Written by
A recent scientific review of dozens of studies entitled: “Mountaintop Mining Consequences“, was conducted by members of the National Academy of Sciences and is being published in the prestigious journal Science. The review concludes that it causes “pervasive and irreversible” damage to human health and the environment.
“…the authors outline severe environmental degradation taking place at mining sites and downstream. The practice destroys extensive tracts of deciduous forests and buries small streams that play essential roles in the overall health of entire watersheds. Waterborne contaminants enter streams that remain below valley fills and can be transported great distances into larger bodies of water.”
Mountaintop removal mining, is a type of surface coal mining that uses huge amounts of explosives to blast away the tops of mountains to expose coal seams. The resulting debris (aka the former mountain) are typically disposed of through a practice known as “valley fills,” where tons of mining debris are dumped into neighboring valleys, burying miles of headwater streams and valley ecosystems.
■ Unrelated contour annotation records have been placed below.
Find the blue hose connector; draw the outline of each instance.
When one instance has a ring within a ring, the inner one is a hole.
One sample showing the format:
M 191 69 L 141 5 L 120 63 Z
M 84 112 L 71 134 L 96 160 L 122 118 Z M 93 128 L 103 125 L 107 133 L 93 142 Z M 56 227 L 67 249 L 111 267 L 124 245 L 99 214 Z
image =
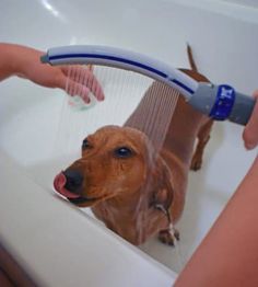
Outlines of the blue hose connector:
M 224 120 L 230 117 L 235 102 L 235 90 L 228 84 L 218 87 L 216 99 L 211 108 L 210 117 Z

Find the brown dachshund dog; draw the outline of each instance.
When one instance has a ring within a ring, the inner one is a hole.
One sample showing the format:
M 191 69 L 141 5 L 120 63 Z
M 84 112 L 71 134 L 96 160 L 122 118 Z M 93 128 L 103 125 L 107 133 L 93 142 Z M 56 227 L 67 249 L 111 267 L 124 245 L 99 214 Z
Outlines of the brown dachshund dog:
M 188 56 L 192 70 L 183 71 L 207 82 L 197 72 L 190 50 Z M 142 102 L 153 89 L 162 96 L 164 84 L 154 82 Z M 166 89 L 169 92 L 171 88 Z M 174 237 L 179 234 L 172 234 L 171 223 L 175 225 L 183 213 L 189 169 L 201 167 L 212 120 L 179 96 L 157 152 L 137 127 L 142 107 L 148 108 L 142 102 L 124 127 L 105 126 L 87 136 L 82 144 L 82 157 L 56 176 L 54 186 L 74 205 L 90 206 L 109 229 L 136 245 L 155 234 L 173 245 Z

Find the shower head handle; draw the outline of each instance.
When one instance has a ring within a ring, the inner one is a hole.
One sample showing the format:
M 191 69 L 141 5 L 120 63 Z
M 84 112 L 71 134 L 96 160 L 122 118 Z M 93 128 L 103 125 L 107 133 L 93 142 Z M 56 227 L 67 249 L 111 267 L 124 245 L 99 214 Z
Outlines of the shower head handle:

Mountaintop removal mining has already buried more than 800 miles of Appalachian streams and destroyed hundreds of square miles of woodlands in one of America’s biodiversity hotspots.
In a recent interview the President told the political news organization, Politico, “It’s about listening to what our scientists have to say, even when it’s inconvenient-especially when it’s inconvenient.” Yet last year, the Obama Administration released a multi-agency plan that called for more strict enforcement of laws regulating mountaintop removal but stopped short of prohibiting the practice.
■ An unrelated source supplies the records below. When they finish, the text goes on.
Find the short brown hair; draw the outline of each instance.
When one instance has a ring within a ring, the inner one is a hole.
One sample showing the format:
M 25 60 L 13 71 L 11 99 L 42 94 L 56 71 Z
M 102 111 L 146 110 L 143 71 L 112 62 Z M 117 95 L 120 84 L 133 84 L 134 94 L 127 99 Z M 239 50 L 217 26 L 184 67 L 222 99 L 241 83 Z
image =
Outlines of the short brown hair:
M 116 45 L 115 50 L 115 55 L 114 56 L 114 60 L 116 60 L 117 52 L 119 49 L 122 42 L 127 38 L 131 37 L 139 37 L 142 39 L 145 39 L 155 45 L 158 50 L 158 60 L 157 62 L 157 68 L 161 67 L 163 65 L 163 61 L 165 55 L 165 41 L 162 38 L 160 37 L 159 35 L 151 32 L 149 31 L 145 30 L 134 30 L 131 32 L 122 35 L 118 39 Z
The Coal companies mounted a campaign to resist even these minimal controls saying that it will cost jobs and increase energy prices. Mountaintop mining is a process that was developed to cut costs but it also reduced jobs. There are only a fraction of the miners and operators needed for the huge machines that remove the coal, compared to tunnel mining. The nation would be better off moving to other energy sources that do not destroy the environment removing it, or pollute the air burning it.